Imagine her disappointment when after lying in wait all Sunday and then
accidentally on purpose bumping into Matthew on his way home from the barbeque,
the first thing he said was, “Oh, hi, pleased to meet you, Amanda. This is my
boyfriend, Peter!”
“Seriously?” she asked. According to Peter, who
turned out to be Barney Chen’s ex, Amanda spun around smartly on her heels and
walked back into our apartment, slamming the door shut.
Anyway, the loud music. My first thought was to
call the condo’s management office to complain, but then it occurred to me that
the noise was actually coming from our flat.
I opened the door and was smacked by a solid wall
of sound. The volume on our cheap-assed stereo was turned up so high, the
pictures on the walls were literally shaking.

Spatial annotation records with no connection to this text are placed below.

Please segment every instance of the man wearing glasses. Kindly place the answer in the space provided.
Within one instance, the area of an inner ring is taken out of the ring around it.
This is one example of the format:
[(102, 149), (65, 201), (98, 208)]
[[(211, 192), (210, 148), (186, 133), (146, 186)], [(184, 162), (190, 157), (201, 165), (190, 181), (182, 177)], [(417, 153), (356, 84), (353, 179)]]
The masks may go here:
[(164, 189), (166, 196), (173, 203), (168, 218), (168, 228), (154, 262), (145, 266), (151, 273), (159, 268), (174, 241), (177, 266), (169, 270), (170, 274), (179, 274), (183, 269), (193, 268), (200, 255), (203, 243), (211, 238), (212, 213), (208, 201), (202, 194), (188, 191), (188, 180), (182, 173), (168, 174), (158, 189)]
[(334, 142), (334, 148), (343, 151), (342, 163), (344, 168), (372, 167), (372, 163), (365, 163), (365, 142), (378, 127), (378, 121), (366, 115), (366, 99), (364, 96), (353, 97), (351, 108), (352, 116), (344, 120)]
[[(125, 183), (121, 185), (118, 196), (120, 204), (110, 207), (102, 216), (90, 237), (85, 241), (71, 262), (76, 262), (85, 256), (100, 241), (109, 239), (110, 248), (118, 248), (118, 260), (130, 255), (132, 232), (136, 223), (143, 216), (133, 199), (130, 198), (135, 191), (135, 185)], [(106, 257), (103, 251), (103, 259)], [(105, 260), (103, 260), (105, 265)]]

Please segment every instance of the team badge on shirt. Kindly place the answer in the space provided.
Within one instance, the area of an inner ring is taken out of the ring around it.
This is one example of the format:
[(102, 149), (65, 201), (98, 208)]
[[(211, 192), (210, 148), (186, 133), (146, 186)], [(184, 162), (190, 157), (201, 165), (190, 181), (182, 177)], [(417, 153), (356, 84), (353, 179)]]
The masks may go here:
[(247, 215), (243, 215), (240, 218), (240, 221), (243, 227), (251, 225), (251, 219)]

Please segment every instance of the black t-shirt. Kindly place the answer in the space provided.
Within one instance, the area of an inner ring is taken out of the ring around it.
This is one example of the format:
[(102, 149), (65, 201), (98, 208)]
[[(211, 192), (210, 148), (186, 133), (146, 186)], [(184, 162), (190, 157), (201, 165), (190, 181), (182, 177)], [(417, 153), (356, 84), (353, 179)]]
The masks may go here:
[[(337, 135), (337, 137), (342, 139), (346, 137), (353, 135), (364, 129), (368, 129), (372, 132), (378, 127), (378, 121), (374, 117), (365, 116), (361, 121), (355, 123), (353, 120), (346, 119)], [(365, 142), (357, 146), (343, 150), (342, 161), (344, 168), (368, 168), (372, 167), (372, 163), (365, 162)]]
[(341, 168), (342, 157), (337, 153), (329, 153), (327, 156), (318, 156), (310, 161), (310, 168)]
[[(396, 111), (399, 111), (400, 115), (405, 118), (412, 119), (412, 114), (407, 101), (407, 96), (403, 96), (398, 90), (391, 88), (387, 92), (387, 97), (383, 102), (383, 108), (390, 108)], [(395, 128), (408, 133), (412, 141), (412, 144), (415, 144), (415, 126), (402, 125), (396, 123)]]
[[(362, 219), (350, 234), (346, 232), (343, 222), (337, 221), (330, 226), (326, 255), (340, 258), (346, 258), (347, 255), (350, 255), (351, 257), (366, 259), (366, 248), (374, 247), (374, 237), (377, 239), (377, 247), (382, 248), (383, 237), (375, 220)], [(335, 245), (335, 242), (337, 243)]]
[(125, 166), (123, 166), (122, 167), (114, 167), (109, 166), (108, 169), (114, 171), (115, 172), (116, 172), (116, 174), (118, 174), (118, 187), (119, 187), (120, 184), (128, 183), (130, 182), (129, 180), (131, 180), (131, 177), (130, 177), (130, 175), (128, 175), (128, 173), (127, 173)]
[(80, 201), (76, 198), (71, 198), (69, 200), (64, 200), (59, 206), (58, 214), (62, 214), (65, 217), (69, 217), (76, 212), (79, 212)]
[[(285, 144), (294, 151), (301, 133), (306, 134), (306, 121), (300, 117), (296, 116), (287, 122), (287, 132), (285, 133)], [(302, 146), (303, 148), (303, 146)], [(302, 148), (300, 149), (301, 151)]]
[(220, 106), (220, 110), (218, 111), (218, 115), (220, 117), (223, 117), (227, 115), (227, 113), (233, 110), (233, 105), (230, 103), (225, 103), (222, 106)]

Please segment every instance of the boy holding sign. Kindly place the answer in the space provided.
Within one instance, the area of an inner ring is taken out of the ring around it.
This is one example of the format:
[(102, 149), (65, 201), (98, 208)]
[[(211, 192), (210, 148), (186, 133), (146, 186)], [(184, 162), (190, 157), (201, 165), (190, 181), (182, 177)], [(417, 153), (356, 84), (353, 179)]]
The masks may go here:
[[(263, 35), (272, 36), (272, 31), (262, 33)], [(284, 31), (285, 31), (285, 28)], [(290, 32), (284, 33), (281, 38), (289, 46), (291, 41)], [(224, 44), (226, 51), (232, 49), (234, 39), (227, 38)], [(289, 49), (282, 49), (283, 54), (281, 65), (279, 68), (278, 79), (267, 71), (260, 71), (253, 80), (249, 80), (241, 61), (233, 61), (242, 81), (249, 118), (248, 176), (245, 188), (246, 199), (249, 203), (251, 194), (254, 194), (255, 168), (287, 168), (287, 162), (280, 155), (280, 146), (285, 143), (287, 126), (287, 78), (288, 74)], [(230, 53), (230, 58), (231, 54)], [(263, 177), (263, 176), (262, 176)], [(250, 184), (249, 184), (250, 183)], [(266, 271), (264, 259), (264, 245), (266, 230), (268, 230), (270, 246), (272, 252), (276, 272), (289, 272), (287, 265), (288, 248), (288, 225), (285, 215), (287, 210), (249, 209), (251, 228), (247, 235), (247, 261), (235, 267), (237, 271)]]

In the middle of lounge room, Saffy was gyrating,
her eyes closed and her arms waving in the air, and her screaming somehow
managing to rise over the ear-drum busting acoustics.
“Baby, every time I love you, in and out my life,
in and out baby! Tell me!” she screeched.
In spite of the fact that I felt as if my heart was
being pile driven right into the floor, there was something immediately uplifting
about the song, its joyous mood overriding the complete certainty that we were
probably breaking some law about public disturbance. There was something so
incredibly happy about this song that without my even being aware of it, my
toes started tapping and the body began moving. By the time Saffy noticed that
there was someone else in the room, I had already joined her in the middle of
the room dancing.
We played Michael Jackson’s ‘Love Never Felt So
Good’ at least another six times, dancing like there was no tomorrow, before we
collapsed in sweaty piles on the sofa.
“Isn’t this just the best song ever?” Saffy sighed,
her skin glowing with an unaccustomed flush. “Amazing that he never released
it. So much better than some of his later ones about healing the world and
saving the children because they are our future and stuff. Those songs were so depressing, lemme tell ya!”
“Nobody writes songs like this anymore,” I said.
“I wonder what else he had hidden away in
Wonderland!”
“Neverland,” I said.
“You’re being annoying now,” Saffy said.
Of course, you can imagine what happened when we
discovered there was an extended version of the song featuring Justin
Timberlake. Saffy ran the music video on our TV, cranked up the volume and we
spent the rest of the afternoon trying to recreate the dance moves in our
living room.
“My God, that Justin Timberlake can really move!”
Saffy reported to Amanda later that night.
Amanda looked doubtful. “Michael Jackson? Really? I
just started losing interest in him when he started singing about angels and
saving the planet…”
Saffy waved her hand. “This song is from before he
went all Greenpeace on us. Here, lemme play it for you!”
Which is how half an hour later, we were still
dancing and singing at the top of our voices.
“Oh my God, this song is so fun!” Amanda yelled.
“Gotta fly, gotta sing, can’t believe I can’t take
it, cause baby, every time I love you!” Saffy shouted as she stood in front of
a fan, the wind whipping her shirt around, while her hair did a remarkable
impersonation of Michael Jackson’s.
The next morning, Barney Chen rang to say that
Peter had asked him to ask us if we could lower the volume on our music. “He
says it’s like living right next to a nightclub!” he growled. “What’s going on
over there?”
“It’s Michael Jackson’s ‘Love Never Felt So Good’!”
Barney’s judgmental tone changed immediately. “Oh
my God, I love that song! Are you doing one of those looping dance-a-thons? Is
that what you guys were doing? I am so coming over tonight!”
Sharyn says single people just have the best fun.
For once, no one is contradicting her.